Las declaraciones de Donald Trump en los días posteriores al 28 de febrero –luego del asesinato del líder supremo iraní– sobre supuestamente haber “decapitado” al gobierno de Irán demuestran su poco entendimiento de la forma de organización del poder en aquel país. “Si una persona muere, la siguiente seguirá con la política general y, si también muere, lo hará otra. Así es como Irán ha sostenido esta guerra”.
El doctor narra una conversación que tuvo con un diplomático iraní hace 30 años. Éste le habló acerca de la importancia de mantener intacto a Irán. “A todo el mundo le gustan los países pequeños porque son débiles y se pueden controlar”. Entonces, “un Irán fuerte puede resistir tantos ataques, agresiones y todo tipo de presiones; pero un Irán dividido simplemente será vendido”; el resultado “sería la colonización mundial de Irán, la pérdida del país, probablemente una guerra civil”.

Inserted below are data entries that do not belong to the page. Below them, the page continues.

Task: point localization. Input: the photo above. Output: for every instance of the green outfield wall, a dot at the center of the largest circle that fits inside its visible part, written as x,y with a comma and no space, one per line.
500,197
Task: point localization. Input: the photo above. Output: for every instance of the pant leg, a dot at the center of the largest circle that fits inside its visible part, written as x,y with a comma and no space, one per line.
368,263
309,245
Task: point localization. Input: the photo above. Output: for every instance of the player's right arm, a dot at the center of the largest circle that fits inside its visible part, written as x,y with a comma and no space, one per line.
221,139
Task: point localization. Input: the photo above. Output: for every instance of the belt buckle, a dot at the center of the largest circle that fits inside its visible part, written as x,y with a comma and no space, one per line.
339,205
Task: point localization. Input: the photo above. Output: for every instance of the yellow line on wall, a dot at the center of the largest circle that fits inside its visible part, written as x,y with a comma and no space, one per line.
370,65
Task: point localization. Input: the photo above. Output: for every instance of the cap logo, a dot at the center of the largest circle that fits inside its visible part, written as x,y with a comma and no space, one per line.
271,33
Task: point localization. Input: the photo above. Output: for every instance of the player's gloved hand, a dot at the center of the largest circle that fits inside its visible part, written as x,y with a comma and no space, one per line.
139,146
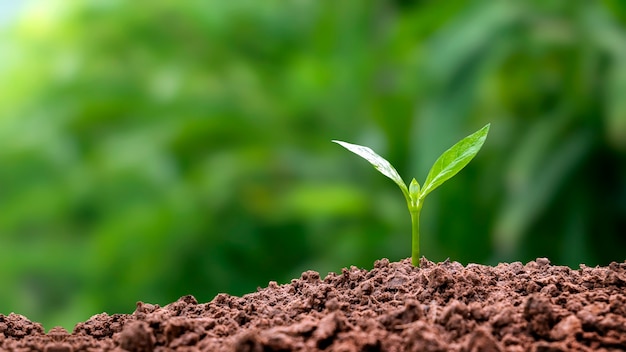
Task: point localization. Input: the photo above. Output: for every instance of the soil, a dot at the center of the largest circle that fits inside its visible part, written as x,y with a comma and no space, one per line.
393,307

Imposible alcanzar sus objetivos
El gobierno israelí ha dejado claro su única meta en este conflicto: destruir por completo a Irán, lo cual forma parte de su proyecto del ‘Gran Israel’ o ‘proyecto del Nuevo Oriente’ –que pretende expandir sus fronteras en la región–, buscado los últimos 30 años y puesto en acción hace unos 20, acelerado aún más tras el ataque a las Torres Gemelas en 2001, detalla el doctor Peyman.
Y agrega: “Israel no está a favor de Estados fuertes que pueden proteger su territorio en el Medio Oriente”; por tanto, su objetivo no es realmente cambiar el régimen iraní, sino “balcanizar” al país: “quiere que Irán se divida”, como ocurrió con la Unión Soviética. De modo que ha presionado las últimas dos décadas a Estados Unidos para atacar Irán.

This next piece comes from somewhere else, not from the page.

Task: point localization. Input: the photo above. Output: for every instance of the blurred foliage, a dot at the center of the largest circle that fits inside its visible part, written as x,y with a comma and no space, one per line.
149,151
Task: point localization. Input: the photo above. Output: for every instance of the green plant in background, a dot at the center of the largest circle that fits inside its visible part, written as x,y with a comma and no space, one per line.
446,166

No obstante, ello “va a ser muy difícil de lograr porque los ayatolas y el régimen islámico tienen una capacidad de reproducción de pulpo”; de hecho, Estados Unidos ya se ha dado cuenta de que será imposible la erradicación del gobierno actual, explica José Luis Valdés-Ugalde, doctor en relaciones internacionales por la Escuela de Ciencias Políticas y Económicas de Londres.
Desde las manifestaciones de la sociedad iraní a finales de 2025 y principios de 2026, Donald Trump había hecho tangible su deseo de cambiar al régimen; así lo manifestó también Netanyahu tras los bombardeos del 28 de febrero. Sin embargo, un mes después, ya es una “propuesta caduca”, recalca el también integrante del Centro de Investigaciones sobre América del Norte (Cisan).
Otros de los objetivos de Estados Unidos en la guerra, enumerados por su presidente, son: desmantelar la capacidad misilística de Irán, destruir su industria de defensa, eliminar su fuerza naval y aérea, no permitir acercarse siquiera a la capacidad nuclear, defender a sus aliados en Medio Oriente y vigilar el Estrecho de Ormuz.
Las últimas declaraciones del gobierno estadunidense cifran en 10 mil los “objetivos militares” atacados por sus fuerzas armadas y las de Israel. Con base solo en sus datos, que han sido desmentidos reiteradas veces por Irán, los logros de Occidente se centrarían únicamente en la capacidad defensiva iraní.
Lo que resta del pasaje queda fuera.